Now detailed in exemplary embodiment of the present disclosure, the example of these embodiment shown in the drawings.Possible in the situation that, all in accompanying drawing, using identical drawing reference numeral to represent same or similar part (key element).
Embodiment more disclosed herein can supplement the embodiment about the system and method for the information of entity for the information source index from different describing in 5,991, No. 758 United States Patent (USP)s announcing as on November 23rd, 1999, and this patent is contained in this by reference.It is " METHOD AND SYSTEM FOR INDEXING INFORMATIONABOUT ENTITIES WITH RESPECT TO HIERARCHIES " 11/656 that embodiment more disclosed herein can supplement the title submitted to 2007 above-mentioned January 22, disclosed for pressing level index about the embodiment of the entity handles system and method for the information of entity in No. 111 U.S. Patent applications, it is also contained in this by reference.

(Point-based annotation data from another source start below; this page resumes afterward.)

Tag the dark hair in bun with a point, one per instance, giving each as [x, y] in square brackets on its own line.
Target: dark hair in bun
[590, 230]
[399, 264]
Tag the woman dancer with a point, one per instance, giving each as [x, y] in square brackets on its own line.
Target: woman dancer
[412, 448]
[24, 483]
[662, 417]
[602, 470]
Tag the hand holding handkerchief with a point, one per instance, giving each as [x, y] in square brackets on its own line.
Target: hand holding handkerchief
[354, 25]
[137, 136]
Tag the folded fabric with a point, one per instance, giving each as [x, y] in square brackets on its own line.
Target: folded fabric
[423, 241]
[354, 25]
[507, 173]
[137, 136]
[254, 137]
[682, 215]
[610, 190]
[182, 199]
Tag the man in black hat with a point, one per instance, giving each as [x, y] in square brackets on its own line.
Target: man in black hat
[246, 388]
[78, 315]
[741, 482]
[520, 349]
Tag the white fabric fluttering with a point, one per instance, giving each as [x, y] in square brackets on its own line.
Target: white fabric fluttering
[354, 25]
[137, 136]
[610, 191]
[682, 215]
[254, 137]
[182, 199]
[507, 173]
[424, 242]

Fig. 1 is the block diagram of exemplary architecture that an embodiment of entity handles system 30 is shown.Entity handles system 30 can comprise identity hinge (Identity Hub) 32, this identity hinge 32 processes, upgrades or preserve from the data of the data recording about one or more entities of one or more information sources 34,36,38 and in response to order or inquiry from a plurality of operation sides 40,42,44, wherein said operation side can be human user and/or infosystem.Identity hinge 32 can utilize the data recording operation from single information source, or utilizes as shown the data recording operation from a plurality of information sources.Use entity that the embodiment of identity hinge 32 follows the tracks of can comprise participant, the parts in warehouse of patient in hospital for example, medical health system or can there is relative data recording and be included in any other entity of the information in data recording.Identity hinge 32 can be one or more computer systems with at least one CPU (central processing unit) (CPU) 45, its execution is kept at computer-readable instruction (for example, software application) on one or more computer-readable recording mediums to carry out the function of identity hinge 32.As understood by those skilled in the art, can also implement identity hinge 32 with the combination of hardware circuit or software and hardware.

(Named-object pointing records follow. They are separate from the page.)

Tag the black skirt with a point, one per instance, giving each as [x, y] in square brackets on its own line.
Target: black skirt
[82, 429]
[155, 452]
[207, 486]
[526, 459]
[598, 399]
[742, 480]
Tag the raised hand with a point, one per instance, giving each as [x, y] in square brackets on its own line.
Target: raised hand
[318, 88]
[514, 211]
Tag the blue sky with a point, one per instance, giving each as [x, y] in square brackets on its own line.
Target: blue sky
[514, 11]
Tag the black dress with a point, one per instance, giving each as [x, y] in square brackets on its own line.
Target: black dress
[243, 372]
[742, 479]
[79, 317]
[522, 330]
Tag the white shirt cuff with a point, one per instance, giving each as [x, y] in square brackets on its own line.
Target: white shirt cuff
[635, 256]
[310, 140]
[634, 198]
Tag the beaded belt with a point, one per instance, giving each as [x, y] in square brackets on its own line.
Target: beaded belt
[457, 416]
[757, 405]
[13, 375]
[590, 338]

In the example of Fig. 1, identity hinge 32 can receive data recording from information source 34,36,38, and revised data are write back in information source 34,36,38.But the revised data that are sent to information source 34,36,38 can comprise to be correct to have changed information, about information and/or the information about linking between data recording of the fix information in data recording.
In addition, the response that one of operation side 40,42,44 can send inquiry and receive this inquiry from identity hinge 32 to identity hinge 32.Information source 34,36,38 can be for example the disparate databases that can have about the data recording of identical entity.For example, in medical health field, each information source 34,36,38 can be associated with the particular hospital in health care tissue, and this health care tissue can contact the data recording being associated with a plurality of hospitals with identity hinge 32, make when patient on holiday or can locate this patient in the data recording in Los Angeles while coming the hospital in New York.Identity hinge 32 can be positioned at center and information source 34,36,38 and user's 40,42,44 position can and can for example be connected via communication links to identity hinge 32 away from identity hinge 32, described communication link is the communication network of the Internet or any other type for example, as wide area network, Intranet, wireless network, network of renting etc.

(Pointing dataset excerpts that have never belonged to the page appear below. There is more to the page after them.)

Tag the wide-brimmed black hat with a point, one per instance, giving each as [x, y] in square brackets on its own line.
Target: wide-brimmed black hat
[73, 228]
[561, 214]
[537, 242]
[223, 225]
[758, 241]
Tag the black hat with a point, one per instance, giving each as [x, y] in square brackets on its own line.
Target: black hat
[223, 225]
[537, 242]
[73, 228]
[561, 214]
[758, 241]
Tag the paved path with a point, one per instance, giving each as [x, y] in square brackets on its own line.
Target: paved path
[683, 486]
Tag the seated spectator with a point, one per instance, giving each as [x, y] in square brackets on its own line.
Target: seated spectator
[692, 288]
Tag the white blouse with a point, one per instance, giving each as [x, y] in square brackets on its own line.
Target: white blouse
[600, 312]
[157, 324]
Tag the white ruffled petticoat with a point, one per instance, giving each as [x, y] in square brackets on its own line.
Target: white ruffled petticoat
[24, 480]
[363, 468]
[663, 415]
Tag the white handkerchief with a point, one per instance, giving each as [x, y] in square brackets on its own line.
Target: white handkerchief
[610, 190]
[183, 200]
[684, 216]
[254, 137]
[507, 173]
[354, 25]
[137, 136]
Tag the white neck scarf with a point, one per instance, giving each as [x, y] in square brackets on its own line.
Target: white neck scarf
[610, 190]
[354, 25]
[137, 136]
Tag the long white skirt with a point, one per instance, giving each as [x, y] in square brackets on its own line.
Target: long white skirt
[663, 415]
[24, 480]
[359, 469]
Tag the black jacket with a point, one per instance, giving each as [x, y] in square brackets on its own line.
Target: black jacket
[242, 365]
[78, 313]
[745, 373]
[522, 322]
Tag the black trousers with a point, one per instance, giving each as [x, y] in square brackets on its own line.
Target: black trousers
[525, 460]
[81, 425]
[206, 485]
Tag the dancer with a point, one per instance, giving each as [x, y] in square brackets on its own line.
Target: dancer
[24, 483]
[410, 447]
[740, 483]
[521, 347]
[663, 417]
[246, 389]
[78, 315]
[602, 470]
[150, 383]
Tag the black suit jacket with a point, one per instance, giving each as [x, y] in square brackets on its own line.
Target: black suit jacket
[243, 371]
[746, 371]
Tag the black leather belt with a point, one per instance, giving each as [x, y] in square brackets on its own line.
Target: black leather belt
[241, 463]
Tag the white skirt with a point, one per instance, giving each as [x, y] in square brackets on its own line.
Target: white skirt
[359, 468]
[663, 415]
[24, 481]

In certain embodiments, identity hinge 32 can have its oneself database, and this database is kept at complete data recording in identity hinge 32.In certain embodiments, identity hinge 32 can also only comprise (is for example enough to the data of identification data record, address in particular source 34,36,38) or any part of the data field (data field) that comprises partial data record, make identity hinge 32 from information source 34,36,38, to fetch whole data recording when needed.Identity hinge 32 can be used entity identifier or the federated database that separates with real data record links together the data recording comprising about the information of same entity.Therefore, identity hinge 32 can keep the link between the data recording in one or more information sources 34,36,38, but needn't keep the single consistent data recording of entity.
In certain embodiments, identity hinge 32 can carry out the data recording in link information source 34,36,38 to identify the data recording that link together by other data recording relatively (from the side of operation or receive from data source 34,36,38) data recording and information source 34,36,38.This identifying processing may need one or more attributes of comparing data record and the like attribute of other data recording.For example, to one record relevant attribute of name can with the name comparison of other data recording, SSN (social security number) can with the SSN (social security number) of another record relatively etc.Like this, can identify the data recording that link.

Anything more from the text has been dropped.